This, I’m afraid, is as near as we can now get to Dorset Street which was once the most notorious in London, where even the police would only come – if they came at all – in groups of four. This multi-storey car park occupies the site of the house where both Annie Chapman and Jonny Pizer used to doss. And over there, just where those fruit vans are parked, was Miller’s Court, where our fifth and final victim, Marie Kelly, lived… and died.

Clearly a cut above the others, she could afford to rent her own room – indeed, she was the only one of the women to be killed indoors; but when she opened those doors to the Ripper and his knife on that cold winter night, it turned out to be the unkindest cut of all.

Apart from her murderer, George Hutchinson was probably the last man to see Marie alive. But although his suspicions were aroused by her companion’s appearance, he was loath to interfere. So he followed them here and watched as she led him inside. But the cold soon took its toll and he returned home. And as I can sense that same November nip in the air again now, I’ll be brief. And, in brief, his misgivings were not misplaced.

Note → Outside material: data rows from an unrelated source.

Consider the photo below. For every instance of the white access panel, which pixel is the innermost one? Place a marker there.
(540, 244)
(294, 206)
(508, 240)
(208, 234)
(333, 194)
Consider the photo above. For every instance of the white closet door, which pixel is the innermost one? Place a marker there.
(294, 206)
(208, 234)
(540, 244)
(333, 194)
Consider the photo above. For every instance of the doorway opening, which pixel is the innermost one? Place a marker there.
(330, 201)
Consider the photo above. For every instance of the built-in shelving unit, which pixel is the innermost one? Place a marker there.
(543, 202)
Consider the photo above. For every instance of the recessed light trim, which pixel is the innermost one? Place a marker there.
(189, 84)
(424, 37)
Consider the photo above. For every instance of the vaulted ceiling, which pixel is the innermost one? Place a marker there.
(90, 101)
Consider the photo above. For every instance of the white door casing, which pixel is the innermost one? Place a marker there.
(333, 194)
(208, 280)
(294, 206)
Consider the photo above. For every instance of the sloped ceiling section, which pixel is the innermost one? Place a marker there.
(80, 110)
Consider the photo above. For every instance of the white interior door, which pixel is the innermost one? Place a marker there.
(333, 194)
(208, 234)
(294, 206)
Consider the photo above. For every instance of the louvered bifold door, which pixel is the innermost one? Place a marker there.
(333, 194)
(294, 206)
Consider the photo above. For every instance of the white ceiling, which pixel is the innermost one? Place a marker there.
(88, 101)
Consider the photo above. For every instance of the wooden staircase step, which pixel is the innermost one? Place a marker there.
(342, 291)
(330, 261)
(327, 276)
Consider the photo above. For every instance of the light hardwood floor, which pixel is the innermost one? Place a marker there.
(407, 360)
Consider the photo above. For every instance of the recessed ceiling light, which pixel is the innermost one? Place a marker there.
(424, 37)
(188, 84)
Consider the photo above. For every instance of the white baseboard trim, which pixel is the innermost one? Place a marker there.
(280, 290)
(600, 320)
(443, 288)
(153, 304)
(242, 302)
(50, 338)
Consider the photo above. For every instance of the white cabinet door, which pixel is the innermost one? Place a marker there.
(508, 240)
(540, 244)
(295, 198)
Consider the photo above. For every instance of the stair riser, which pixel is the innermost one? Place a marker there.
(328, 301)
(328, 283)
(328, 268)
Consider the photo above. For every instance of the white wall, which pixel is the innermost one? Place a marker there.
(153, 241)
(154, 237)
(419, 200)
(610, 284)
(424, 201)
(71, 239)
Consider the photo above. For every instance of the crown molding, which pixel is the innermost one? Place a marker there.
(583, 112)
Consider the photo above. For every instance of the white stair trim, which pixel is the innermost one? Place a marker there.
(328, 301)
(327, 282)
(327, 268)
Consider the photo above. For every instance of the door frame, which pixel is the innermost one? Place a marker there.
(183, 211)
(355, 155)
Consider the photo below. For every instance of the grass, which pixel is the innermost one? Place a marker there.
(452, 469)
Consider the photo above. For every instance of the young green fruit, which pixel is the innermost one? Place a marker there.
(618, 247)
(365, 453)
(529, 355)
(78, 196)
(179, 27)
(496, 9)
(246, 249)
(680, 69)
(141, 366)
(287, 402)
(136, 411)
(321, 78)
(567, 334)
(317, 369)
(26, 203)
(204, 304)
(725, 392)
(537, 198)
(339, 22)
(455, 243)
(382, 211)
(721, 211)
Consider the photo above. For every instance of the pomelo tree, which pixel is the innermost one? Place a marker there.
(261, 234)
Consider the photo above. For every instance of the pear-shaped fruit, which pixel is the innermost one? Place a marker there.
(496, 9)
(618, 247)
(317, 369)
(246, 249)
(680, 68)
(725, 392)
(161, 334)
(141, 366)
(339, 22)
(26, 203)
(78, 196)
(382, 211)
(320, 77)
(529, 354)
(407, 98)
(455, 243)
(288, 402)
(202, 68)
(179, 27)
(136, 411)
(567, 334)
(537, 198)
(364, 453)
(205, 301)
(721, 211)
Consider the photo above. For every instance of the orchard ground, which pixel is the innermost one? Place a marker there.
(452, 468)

The sight which greeted Thomas Bowyer, the landlord’s agent, when he went to collect Marie’s rent the next morning, beggared belief. What little of her remained was laid out on the bed. She hadn’t simply been ripped apart, but chopped into tiny pieces. With the exception of her lungs, all her internal organs had been hacked out, leaving her stomach a cavernous void. Her throat had been slit so deeply that her head was almost severed from her neck. Likewise her left arm was only attached to her trunk by a sinewy thread. All the flesh had been sliced off her face, her nose skinned and her forehead flayed. Her breasts and heart, together with strips of flesh from her abdomen, had been neatly placed on a side-table and her liver positioned between her legs. One of her hands had been thrust into her belly, whilst odd bits of offal hung from the picture rail like macabre decorations…

Would you please allow me to finish? I’ll be happy to answer any questions later… It took six hours to piece her more or less together. It was the most savage of all the Ripper’s murders: the crescendo of his symphony of terror. But it was also the last. Why? Sexual serial murderers don’t simply stop… I’m sorry, but I really can’t compete with your barrage of barracking. Would you mind saving your comments… very well then, your objections, until the end? Of course my descriptions were grisly; she’d been reduced to scraps of gristle. Now if you please…!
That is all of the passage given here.